OpenText Data Driven Digest Aug 21: College Majors, Hacking Glory, Innovation Performance
The simple beauty of X-Y coordinates belies the power they hold; indeed, many of the best data visualizations created today rely on, and build upon, on the Cartesian plane concept to show complex data sets. Here are three examples.
By Fred Sandsmark, (OpenText Analytics).
The second* data visualization we all learned in school was the Cartesian coordinate system. By plotting figures on a two-dimensional graph, we learned the relationship between numbers and space, unlocked patterns in those numbers, and established foundations for understanding algebra and geometry. The simple beauty of X-Y coordinates belies the power they hold; indeed, many of the best data visualizations created today rely on, and build upon, on the Cartesian plane concept to show complex data sets. Here are three examples. (Note that none of these are textbook Cartesian visualizations, because the X and Y axes represent different units.)
Back to School: Our favorite “Data Tinkerer,” Randy Olson, published a blog post this week exploring correlations between earnings, gender, and college major. Using data from the American Community Survey (and building on a FiveThirtyEight article by Ben Casselman), Olson created the graph above to show his findings. Then he generated a variety of graphs (one of which is below) that fit a linear regression onto the data and add bar charts along the graphs’ sides to show quantity along both axes. The results very effectively illuminate more aspects of the same data in a very efficient format.
Statistically Significant: Scientists are sometimes accused of adjusting their experiments to yield the answers they want. This practice is called p-hacking (for p-value) and is explained in a fine FiveThirtyEight article by Christie Aschwanden, Science Isn’t Broken – It’s just a hell of a lot harder than we give it credit for. The article is accompanied by the endlessly fun interactive shown above; click through to play with it. As you add or subtract parameters, the data on the Cartesian plane and the linear regression of that data change before your eyes. If you can find a connection that yields a p-value of 0.05 or less, Aschwanden says, you have data that’s suitable for publishing in an academic journal. Click here for a great explanation of p-values.

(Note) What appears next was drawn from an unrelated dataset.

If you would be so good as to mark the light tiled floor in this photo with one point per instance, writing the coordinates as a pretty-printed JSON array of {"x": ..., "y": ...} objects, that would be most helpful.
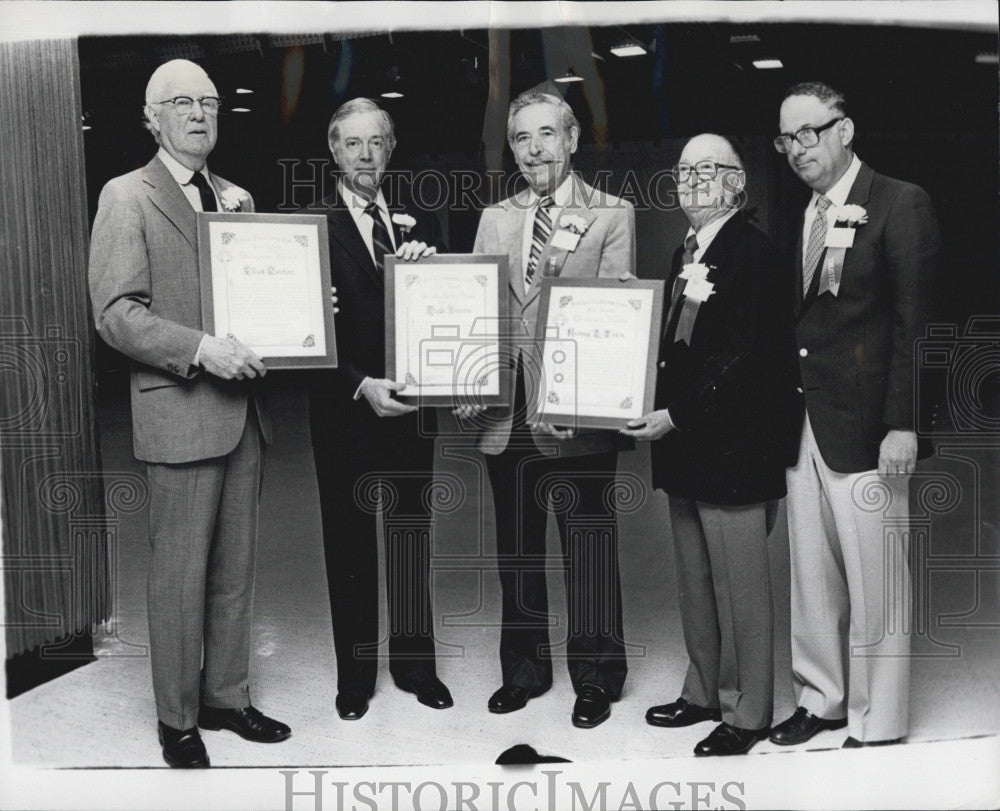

Business Time: At the Harvard Business Review, Ronald Klingebiel and John Joseph delved into whether it’s better to be a pioneer or a follower by studying a very specific slice of data: German mobile-handset makers in the years 2004-2008. Their chart (above) plots many manufacturers along two axes; the number of features on the x axis, and the month of entry into the market along the Y axis. Klingebiel and Joseph then highlight two companies that succeeded (Samsung and Sagem) and two that didn’t (HP and Motorola). The authors’ hypothesis was that a handset manufacturer was more likely to succeed if it came to market early with lots of features, or if it arrived later with fewer, better-focused features. The chart, while very good, would benefit from interactivity; I’d like to hover on any dot to get the company name, and click any dot to get details of how that company performed. Without this context, I must rely on the authors’ definition of success.